In birds, Chlamydia psittaci infection is referred to as avian chlamydiosis. Infected birds shed the bacteria through feces and nasal discharges, which can remain infectious for several months. Many strains remain quiescent in birds until activated under stress. Birds are excellent, highly mobile vectors for the distribution of chlamydial infection because they feed on, and have access to, the detritus of infected animals of all sorts.

=== Signs ===
C. psittaci in birds is often systemic and infections can be inapparent, severe, acute, or chronic with intermittent shedding. Signs in birds include "inflamed eyes, difficulty in breathing, watery droppings, and green urates."

=== Diagnosis ===

Initial diagnosis may be by symptoms, but is usually confirmed by an antigen and antibody test. A polymerase chain reaction-based test is also available. Although any of these tests can confirm psittacosis, false negatives are possible, so a combination of clinical and laboratory tests is recommended before giving the bird a clean bill of health.

=== Epidemiology ===
Infection is usually by the droppings of another infected bird, though it can also be transmitted by feathers and eggs, and is typically either inhaled or ingested.

C. psittaci strains in birds infect mucosal epithelial cells and macrophages of the respiratory tract. Septicaemia eventually develops and the bacteria become localized in epithelial cells and macrophages of most organs, conjunctiva, and gastrointestinal tract. It can also be passed in the eggs. Stress commonly triggers onset of severe symptoms, resulting in rapid deterioration and death. C. psittaci strains are similar in virulence, grow readily in cell culture, have 16S-rRNA genes that differ by <0.8%, and belong to eight known serovars.

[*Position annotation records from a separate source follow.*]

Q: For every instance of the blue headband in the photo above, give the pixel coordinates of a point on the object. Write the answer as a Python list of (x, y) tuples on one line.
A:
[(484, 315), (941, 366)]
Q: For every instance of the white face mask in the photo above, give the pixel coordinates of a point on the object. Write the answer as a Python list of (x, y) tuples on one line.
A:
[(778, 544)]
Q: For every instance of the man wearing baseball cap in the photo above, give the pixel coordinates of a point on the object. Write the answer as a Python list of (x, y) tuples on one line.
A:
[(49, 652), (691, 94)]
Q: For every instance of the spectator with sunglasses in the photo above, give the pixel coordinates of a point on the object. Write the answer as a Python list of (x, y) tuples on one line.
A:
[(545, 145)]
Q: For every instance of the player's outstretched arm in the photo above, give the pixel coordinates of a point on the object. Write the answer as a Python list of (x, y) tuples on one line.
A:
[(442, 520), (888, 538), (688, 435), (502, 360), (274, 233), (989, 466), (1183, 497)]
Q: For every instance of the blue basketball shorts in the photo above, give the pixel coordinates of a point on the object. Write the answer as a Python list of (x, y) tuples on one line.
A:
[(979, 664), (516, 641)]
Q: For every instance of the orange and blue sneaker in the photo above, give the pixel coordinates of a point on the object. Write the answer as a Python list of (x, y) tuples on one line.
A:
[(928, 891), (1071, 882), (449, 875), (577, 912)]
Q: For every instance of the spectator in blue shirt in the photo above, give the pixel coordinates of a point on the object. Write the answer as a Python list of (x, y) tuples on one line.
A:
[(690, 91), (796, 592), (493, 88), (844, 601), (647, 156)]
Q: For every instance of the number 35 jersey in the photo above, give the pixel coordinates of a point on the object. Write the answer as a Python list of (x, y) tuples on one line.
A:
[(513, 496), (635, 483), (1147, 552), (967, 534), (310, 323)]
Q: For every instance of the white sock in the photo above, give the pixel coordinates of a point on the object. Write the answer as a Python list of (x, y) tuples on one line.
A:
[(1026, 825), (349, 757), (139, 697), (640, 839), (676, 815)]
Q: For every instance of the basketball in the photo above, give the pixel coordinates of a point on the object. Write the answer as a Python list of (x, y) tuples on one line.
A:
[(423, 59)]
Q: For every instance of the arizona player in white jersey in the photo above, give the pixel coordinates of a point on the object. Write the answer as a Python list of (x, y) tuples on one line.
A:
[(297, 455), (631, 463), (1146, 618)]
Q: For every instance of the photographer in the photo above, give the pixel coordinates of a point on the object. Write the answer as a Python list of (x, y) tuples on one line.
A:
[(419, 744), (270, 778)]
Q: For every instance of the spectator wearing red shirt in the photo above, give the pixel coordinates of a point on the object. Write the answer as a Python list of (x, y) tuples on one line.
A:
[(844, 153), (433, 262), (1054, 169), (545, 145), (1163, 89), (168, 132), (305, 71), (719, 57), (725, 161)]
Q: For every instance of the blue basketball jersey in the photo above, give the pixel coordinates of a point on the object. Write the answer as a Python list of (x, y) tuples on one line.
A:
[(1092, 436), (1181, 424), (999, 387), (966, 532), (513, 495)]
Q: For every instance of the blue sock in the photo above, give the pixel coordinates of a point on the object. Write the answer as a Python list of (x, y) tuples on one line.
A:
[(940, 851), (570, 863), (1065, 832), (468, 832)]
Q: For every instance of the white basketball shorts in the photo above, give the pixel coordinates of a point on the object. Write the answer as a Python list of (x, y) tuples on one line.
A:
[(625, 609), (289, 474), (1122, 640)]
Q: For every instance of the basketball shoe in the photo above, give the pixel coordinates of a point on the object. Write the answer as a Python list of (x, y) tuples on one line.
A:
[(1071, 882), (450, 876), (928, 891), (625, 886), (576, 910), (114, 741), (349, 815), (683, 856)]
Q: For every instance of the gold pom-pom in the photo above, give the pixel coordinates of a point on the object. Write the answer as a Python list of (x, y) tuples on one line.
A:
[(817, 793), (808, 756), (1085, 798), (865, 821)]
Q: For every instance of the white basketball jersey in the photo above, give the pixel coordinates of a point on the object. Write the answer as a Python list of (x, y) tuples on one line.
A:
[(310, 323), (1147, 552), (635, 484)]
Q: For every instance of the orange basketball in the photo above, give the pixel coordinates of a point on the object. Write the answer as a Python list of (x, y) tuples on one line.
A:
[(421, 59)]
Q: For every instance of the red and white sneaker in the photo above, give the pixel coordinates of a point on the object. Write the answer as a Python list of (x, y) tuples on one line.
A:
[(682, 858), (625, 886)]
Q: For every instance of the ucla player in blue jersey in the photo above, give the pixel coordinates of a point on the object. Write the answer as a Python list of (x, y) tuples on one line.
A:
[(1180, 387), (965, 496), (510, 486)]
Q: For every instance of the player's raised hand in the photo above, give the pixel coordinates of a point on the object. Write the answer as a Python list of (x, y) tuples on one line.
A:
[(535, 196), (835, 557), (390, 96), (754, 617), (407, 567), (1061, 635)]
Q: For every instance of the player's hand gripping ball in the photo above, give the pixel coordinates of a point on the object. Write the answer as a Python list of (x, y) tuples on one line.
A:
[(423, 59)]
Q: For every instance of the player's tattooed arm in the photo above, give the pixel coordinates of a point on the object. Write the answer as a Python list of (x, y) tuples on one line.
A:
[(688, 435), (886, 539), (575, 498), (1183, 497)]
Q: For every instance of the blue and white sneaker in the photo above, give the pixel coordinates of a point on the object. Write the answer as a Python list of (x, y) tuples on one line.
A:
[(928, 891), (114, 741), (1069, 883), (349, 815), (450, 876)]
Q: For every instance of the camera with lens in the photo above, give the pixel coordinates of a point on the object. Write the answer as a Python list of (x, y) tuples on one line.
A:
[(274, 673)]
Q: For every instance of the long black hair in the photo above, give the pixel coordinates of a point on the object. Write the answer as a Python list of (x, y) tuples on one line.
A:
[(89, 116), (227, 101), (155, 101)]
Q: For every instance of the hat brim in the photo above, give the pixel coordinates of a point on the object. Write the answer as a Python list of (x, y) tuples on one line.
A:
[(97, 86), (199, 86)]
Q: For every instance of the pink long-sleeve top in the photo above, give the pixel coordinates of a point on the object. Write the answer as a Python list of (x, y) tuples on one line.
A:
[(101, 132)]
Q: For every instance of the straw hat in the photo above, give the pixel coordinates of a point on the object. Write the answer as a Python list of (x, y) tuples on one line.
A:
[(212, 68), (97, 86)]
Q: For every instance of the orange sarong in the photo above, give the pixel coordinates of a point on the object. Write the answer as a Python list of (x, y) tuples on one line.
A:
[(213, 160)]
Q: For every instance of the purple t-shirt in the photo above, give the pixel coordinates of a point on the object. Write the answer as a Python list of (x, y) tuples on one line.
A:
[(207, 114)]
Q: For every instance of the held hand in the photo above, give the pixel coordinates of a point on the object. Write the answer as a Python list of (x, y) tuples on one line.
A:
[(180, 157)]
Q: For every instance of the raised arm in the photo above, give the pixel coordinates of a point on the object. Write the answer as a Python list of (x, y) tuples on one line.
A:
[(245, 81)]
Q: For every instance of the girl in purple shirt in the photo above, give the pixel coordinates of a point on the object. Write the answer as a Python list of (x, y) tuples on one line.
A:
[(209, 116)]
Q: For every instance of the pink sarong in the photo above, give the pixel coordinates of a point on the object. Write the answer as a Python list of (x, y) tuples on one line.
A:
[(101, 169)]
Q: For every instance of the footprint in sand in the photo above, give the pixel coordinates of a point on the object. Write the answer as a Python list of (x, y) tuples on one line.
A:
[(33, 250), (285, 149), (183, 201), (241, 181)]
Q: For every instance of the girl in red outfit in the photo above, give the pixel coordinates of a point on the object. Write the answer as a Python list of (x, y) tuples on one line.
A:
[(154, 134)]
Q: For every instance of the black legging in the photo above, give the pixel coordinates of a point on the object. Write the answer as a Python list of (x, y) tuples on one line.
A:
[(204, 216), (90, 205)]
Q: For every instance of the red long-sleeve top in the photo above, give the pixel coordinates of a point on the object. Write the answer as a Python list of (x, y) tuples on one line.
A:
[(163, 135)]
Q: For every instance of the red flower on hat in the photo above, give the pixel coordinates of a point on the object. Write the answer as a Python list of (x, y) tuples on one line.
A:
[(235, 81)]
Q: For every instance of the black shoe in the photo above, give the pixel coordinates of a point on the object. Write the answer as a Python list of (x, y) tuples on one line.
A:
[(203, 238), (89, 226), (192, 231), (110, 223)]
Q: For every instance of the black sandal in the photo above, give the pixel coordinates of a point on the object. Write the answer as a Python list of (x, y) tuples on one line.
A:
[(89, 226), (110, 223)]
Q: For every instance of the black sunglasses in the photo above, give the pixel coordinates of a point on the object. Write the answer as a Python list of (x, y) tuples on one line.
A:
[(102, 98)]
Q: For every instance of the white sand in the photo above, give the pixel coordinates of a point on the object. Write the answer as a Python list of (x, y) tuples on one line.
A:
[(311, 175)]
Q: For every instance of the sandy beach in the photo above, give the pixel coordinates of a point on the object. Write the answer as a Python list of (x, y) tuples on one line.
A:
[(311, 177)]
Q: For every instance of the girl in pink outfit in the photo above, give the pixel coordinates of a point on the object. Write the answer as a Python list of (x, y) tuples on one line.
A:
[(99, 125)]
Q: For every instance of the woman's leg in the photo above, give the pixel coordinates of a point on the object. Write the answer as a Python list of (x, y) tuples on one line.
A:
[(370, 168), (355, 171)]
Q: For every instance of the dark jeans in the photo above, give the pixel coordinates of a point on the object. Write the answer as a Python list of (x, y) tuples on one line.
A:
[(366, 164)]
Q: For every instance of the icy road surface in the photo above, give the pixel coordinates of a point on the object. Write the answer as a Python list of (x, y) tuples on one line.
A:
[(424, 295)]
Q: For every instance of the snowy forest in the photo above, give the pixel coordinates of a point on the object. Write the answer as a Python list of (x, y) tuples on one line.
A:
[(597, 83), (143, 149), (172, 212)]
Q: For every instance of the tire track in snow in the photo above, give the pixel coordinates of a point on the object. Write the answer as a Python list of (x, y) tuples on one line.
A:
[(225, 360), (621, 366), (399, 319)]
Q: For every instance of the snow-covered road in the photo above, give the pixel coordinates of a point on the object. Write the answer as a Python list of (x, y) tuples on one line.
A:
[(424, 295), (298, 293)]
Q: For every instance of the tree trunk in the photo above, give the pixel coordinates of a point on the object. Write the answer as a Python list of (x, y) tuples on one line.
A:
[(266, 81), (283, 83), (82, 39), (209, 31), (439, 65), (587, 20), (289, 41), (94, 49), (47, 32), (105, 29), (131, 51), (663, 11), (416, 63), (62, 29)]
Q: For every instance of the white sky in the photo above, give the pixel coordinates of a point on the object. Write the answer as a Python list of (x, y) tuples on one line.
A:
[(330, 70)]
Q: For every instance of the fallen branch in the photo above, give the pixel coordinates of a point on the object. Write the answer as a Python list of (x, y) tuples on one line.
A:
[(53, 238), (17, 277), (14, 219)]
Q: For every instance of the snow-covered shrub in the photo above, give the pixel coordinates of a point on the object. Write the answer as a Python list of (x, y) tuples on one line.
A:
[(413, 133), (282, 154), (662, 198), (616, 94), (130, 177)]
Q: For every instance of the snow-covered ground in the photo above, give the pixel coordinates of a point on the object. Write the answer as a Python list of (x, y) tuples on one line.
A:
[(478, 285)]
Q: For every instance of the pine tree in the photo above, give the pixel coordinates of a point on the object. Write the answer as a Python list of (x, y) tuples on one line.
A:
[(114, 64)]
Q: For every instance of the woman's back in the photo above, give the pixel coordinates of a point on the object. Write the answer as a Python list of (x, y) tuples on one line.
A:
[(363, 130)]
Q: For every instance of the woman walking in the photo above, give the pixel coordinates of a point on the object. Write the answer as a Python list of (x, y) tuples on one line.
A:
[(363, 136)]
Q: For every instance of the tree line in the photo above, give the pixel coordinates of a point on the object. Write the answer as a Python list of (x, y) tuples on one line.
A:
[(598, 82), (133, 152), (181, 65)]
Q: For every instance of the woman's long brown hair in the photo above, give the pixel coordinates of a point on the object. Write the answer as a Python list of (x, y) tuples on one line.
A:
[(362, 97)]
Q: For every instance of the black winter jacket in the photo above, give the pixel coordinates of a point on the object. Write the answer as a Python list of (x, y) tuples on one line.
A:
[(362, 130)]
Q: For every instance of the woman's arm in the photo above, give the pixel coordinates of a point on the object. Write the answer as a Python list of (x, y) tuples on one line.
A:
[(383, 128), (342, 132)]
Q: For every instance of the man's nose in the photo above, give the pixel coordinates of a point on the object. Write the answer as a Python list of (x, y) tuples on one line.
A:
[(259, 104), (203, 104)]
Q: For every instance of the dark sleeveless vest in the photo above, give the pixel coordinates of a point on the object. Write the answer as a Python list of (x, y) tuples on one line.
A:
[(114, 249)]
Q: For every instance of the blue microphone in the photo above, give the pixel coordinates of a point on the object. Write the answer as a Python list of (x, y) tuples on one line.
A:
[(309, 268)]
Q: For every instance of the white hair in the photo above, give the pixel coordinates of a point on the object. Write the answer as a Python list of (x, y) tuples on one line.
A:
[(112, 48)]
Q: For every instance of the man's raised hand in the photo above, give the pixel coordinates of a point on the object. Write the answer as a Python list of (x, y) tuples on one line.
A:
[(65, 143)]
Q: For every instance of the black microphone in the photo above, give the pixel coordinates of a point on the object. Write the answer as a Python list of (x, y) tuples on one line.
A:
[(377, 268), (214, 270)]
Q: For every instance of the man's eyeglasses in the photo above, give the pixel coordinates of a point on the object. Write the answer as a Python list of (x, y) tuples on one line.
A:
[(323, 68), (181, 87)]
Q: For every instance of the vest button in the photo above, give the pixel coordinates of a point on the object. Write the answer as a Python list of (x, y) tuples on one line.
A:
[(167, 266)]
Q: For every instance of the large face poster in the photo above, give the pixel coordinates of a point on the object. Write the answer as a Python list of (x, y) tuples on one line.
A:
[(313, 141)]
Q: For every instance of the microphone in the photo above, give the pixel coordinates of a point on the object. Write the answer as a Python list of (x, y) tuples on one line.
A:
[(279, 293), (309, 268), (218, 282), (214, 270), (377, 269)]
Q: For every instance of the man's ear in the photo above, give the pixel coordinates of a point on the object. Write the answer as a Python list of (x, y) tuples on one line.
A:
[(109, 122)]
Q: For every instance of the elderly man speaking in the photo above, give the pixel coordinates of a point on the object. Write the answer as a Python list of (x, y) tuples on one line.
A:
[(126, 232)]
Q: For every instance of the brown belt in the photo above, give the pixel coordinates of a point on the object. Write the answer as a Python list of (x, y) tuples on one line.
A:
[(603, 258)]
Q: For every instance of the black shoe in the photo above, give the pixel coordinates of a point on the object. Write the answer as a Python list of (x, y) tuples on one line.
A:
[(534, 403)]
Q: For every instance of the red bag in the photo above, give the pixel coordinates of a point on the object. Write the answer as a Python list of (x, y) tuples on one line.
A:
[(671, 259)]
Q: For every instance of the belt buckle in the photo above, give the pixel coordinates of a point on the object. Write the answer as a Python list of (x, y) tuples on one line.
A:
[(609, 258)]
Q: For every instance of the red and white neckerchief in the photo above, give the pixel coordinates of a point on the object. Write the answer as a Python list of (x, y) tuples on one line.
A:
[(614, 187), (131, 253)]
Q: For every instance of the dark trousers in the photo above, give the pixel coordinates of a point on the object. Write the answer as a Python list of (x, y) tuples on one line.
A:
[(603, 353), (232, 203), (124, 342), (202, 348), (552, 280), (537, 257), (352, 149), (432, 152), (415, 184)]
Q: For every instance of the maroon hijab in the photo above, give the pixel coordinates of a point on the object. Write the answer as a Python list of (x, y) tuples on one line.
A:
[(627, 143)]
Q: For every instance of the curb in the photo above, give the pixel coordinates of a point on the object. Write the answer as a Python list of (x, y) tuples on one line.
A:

All should be considered to be readily transmissible to humans.

C. psittaci serovar A is endemic among psittacine birds and has caused sporadic zoonotic disease in humans, other mammals, and tortoises. Serovar B is endemic among pigeons, has been isolated from turkeys, and has also been identified as the cause of abortion in a dairy herd. Serovars C and D are occupational hazards for slaughterhouse workers and for people in contact with birds. Serovar E isolates (known as Cal-10, MP, or MN) have been obtained from a variety of avian hosts worldwide, and although they were associated with the 1920s–1930s outbreak in humans, a specific reservoir for serovar E has not been identified. The M56 and WC serovars were isolated during outbreaks in mammals.
== One Health and public health significance ==
Psittacosis is often cited as a classic One Health problem because disease risk depends on the interaction between human health, animal health, and the shared environment. Human cases occur among bird owners as well as workers in farms, poultry processing plants, pet shops, veterinary offices, laboratories, zoos, and avian quarantine stations. Public health response therefore requires coordination between clinicians, veterinarians, laboratories, employers, and animal health authorities.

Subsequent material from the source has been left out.